Prior to graduation, Laura didn’t
consider herself an activist. But when she was awarded a Watson
Fellowship, she traveled to England to write about the disability rights
movement there. The experience was a turning point, and Laura became
involved with disability groups, especially those for women, when she
returned to Denver. Early in 1985, she attended the National Women’s
Studies Conference in Seattle. After meeting Laura, one speaker
suggested the conference organizers send Laura to the Nongovernmental
Organization Forum on Women in Nairobi later that year. And they did.
“That conference jolted me into an awareness of the global disabled
community and the issues and possibilities for organizing and
activism,” she says. “I was really drawn to the issues and felt like
I had an important role to play. It made me make a commitment.”
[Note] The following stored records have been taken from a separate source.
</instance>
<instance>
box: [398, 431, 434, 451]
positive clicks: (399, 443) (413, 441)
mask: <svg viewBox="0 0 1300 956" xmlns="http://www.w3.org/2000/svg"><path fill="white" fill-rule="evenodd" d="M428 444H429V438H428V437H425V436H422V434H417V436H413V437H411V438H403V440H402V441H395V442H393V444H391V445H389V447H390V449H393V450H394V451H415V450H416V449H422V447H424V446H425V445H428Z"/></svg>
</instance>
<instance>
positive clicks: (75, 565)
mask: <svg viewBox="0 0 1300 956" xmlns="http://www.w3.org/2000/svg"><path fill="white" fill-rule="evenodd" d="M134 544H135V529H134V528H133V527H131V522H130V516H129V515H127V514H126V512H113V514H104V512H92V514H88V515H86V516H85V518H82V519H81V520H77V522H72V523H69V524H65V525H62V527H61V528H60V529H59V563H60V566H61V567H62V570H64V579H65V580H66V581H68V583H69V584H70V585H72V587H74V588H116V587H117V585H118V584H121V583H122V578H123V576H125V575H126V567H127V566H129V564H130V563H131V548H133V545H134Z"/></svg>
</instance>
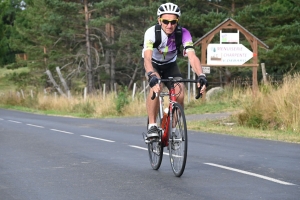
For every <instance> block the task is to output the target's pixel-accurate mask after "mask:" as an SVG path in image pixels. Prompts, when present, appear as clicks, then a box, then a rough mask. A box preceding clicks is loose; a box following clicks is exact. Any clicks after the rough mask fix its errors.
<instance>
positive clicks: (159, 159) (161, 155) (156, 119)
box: [147, 112, 164, 170]
mask: <svg viewBox="0 0 300 200" xmlns="http://www.w3.org/2000/svg"><path fill="white" fill-rule="evenodd" d="M156 123H157V126H158V128H160V125H161V116H160V112H158V114H157V118H156ZM148 124H149V119H148V123H147V130H148ZM161 137H162V133H161V131H159V137H158V138H154V139H150V141H149V143H148V153H149V160H150V164H151V167H152V168H153V169H155V170H158V169H159V167H160V165H161V161H162V157H163V151H164V150H163V145H162V142H161Z"/></svg>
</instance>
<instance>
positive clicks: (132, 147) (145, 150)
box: [129, 145, 169, 156]
mask: <svg viewBox="0 0 300 200" xmlns="http://www.w3.org/2000/svg"><path fill="white" fill-rule="evenodd" d="M129 146H130V147H132V148H136V149H142V150H145V151H148V148H144V147H139V146H135V145H129ZM164 155H167V156H168V155H169V154H168V153H166V152H164Z"/></svg>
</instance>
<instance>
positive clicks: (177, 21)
mask: <svg viewBox="0 0 300 200" xmlns="http://www.w3.org/2000/svg"><path fill="white" fill-rule="evenodd" d="M160 21H161V22H162V23H164V24H166V25H169V23H171V25H175V24H177V22H178V19H174V20H167V19H163V18H160Z"/></svg>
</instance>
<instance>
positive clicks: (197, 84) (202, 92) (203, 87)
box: [197, 74, 208, 94]
mask: <svg viewBox="0 0 300 200" xmlns="http://www.w3.org/2000/svg"><path fill="white" fill-rule="evenodd" d="M207 85H208V83H207V80H206V76H205V74H200V75H199V76H198V78H197V87H198V88H201V90H200V93H201V94H202V93H203V92H204V91H205V90H206V87H207Z"/></svg>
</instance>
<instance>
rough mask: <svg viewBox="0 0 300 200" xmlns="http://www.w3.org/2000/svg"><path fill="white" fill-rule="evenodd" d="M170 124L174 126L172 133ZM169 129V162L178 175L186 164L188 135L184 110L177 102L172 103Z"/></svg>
mask: <svg viewBox="0 0 300 200" xmlns="http://www.w3.org/2000/svg"><path fill="white" fill-rule="evenodd" d="M172 124H174V126H175V128H176V130H175V132H174V133H173V132H172ZM169 130H170V131H169V157H170V163H171V167H172V170H173V172H174V174H175V176H177V177H180V176H181V175H182V174H183V172H184V169H185V165H186V159H187V147H188V137H187V126H186V119H185V114H184V110H183V108H182V106H181V105H180V104H179V103H174V104H173V109H172V121H171V123H170V127H169Z"/></svg>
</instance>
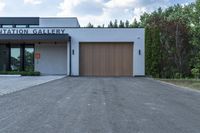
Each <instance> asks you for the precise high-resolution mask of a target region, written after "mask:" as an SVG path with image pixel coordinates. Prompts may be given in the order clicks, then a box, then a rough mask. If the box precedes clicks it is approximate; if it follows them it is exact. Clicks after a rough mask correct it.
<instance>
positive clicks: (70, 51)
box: [69, 36, 72, 76]
mask: <svg viewBox="0 0 200 133" xmlns="http://www.w3.org/2000/svg"><path fill="white" fill-rule="evenodd" d="M71 50H72V48H71V37H70V36H69V76H71V75H72V74H71V69H72V59H71V58H72V55H71Z"/></svg>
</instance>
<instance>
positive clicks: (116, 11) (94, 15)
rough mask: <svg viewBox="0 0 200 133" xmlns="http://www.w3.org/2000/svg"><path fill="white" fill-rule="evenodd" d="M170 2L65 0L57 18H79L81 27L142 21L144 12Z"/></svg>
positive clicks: (162, 5)
mask: <svg viewBox="0 0 200 133" xmlns="http://www.w3.org/2000/svg"><path fill="white" fill-rule="evenodd" d="M169 1H170V0H148V1H147V0H123V1H122V0H63V2H61V3H60V6H59V9H60V12H59V13H58V14H57V16H65V17H74V16H75V17H78V19H79V22H80V24H81V26H85V25H87V24H88V22H91V23H93V24H95V25H99V24H101V25H102V24H106V25H107V24H108V23H109V21H110V20H112V21H113V20H115V19H118V20H124V21H125V20H129V21H133V20H134V19H135V18H136V19H137V20H139V19H140V15H142V14H143V13H144V12H149V11H153V10H155V9H156V8H158V7H160V6H161V7H163V6H166V5H168V3H169Z"/></svg>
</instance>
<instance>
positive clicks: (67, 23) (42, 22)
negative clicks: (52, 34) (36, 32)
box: [36, 17, 80, 27]
mask: <svg viewBox="0 0 200 133" xmlns="http://www.w3.org/2000/svg"><path fill="white" fill-rule="evenodd" d="M39 23H40V25H39V27H80V25H79V22H78V19H77V18H75V17H72V18H58V17H57V18H40V20H39ZM36 27H38V26H36Z"/></svg>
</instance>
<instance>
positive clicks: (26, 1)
mask: <svg viewBox="0 0 200 133" xmlns="http://www.w3.org/2000/svg"><path fill="white" fill-rule="evenodd" d="M24 3H25V4H32V5H38V4H41V3H42V0H24Z"/></svg>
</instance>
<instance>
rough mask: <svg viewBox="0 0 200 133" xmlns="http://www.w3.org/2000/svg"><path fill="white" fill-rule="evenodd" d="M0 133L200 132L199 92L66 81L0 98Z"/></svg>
mask: <svg viewBox="0 0 200 133" xmlns="http://www.w3.org/2000/svg"><path fill="white" fill-rule="evenodd" d="M0 133H200V93H198V92H194V91H190V90H186V89H182V88H178V87H175V86H171V85H167V84H163V83H160V82H157V81H154V80H150V79H147V78H86V77H82V78H81V77H78V78H76V77H75V78H63V79H60V80H56V81H52V82H49V83H46V84H42V85H38V86H35V87H31V88H28V89H25V90H21V91H18V92H15V93H11V94H7V95H3V96H0Z"/></svg>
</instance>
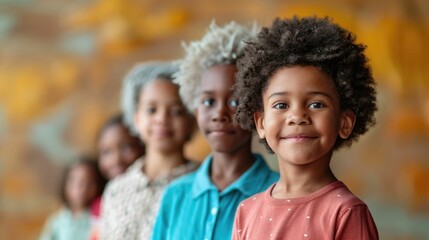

Today, well known as a disability rights
activist and writer, Laura speaks at conferences for disabled and
non-disabled alike. She serves as a consultant and trainer for
conferences and corporations, and she’s employed half time as the
advocacy editor for CanDo.com, an Internet magazine. Colorado College
paid tribute to Laura and her work by awarding her an honorary doctorate
in 1993.
While Laura used to roll her wheelchair out
in front of buses, she says such tactics are no longer the norm. But her
fight continues, focusing now on issues involving Social Security
benefits, independent living, opposition to the legalization of assisted
suicide, and work disincentives. “People with disabilities are often
prevented from working for fear of losing crucial benefits,” she
explains. On the board of directors of an organization called Not Dead
Yet, Laura believes “the media presents the issue as black and white,
the pro-life religious perspective and the liberal so-called pro-choice
perspective. But we see this as an issue of discrimination based on
health status.”
Because of the focus on writing combined
with the liberal arts at Colorado College, Laura believes she’s not
only a better writer, but also a better advocate -- and a happier
person. “Because I was taught to think from a variety of perspectives,
I can write an article about a legal issue without having gone to law
school, and people take me seriously,” she says. “I can control my
own schedule and where I work. I can make my own decisions about what
assignments to accept and when to say ‘no.’ My liberal arts
education was a real benefit to me, and I’d like to see more people
with disabilities take that same opportunity.”